From: Manfred Spraul <manfred@colorfullife.com>
To: viro@math.psu.edu, linux-kernel@vger.kernel.org, jelson@circlemud.org
Subject: Re: Mapping a piece of one process' addrspace to another?
Date: Wed, 07 Mar 2001 11:51:23 +0100 [thread overview]
Message-ID: <3AA612AB.FC306BA4@colorfullife.com> (raw)
[-- Attachment #1: Type: text/plain, Size: 1172 bytes --]

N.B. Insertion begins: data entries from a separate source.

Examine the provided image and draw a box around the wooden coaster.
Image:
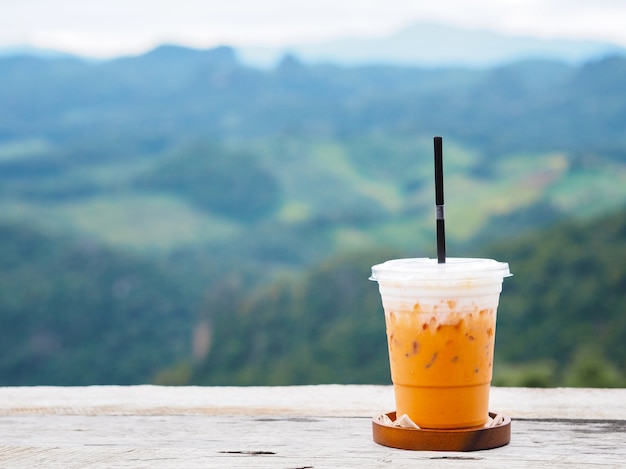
[372,412,511,451]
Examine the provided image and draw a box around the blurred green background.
[0,46,626,387]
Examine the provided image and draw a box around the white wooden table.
[0,385,626,469]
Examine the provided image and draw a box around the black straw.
[434,137,446,264]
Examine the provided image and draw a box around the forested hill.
[0,46,626,384]
[173,206,626,387]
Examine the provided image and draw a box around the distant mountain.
[239,23,626,67]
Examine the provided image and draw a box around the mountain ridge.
[239,22,626,68]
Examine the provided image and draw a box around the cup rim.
[369,257,513,282]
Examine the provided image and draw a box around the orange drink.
[372,258,510,429]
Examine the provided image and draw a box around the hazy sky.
[0,0,626,57]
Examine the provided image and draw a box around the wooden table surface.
[0,385,626,469]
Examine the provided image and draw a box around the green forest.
[0,46,626,387]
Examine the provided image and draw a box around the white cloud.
[0,0,626,56]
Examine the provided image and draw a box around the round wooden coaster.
[372,412,511,451]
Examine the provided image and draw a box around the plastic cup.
[370,258,511,429]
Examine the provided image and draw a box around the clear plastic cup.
[370,258,511,429]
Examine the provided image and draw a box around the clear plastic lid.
[370,257,512,281]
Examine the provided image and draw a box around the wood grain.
[0,386,626,469]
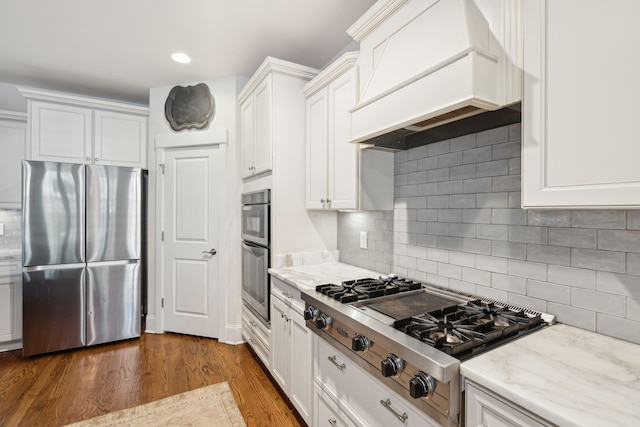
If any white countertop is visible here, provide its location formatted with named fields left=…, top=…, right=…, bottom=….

> > BTW, where are the zerocopy patches for pipes? Maybe I'm missing
> > something but it seems that pipes inside the kernel are still
> > implememented by copying into the kernel and then copying out.
> > Whatever method the zerocopy pipes use is probably what I'm looking
> > for though.
>
> Ask DaveM or look through l-k archives for URL of recent variant...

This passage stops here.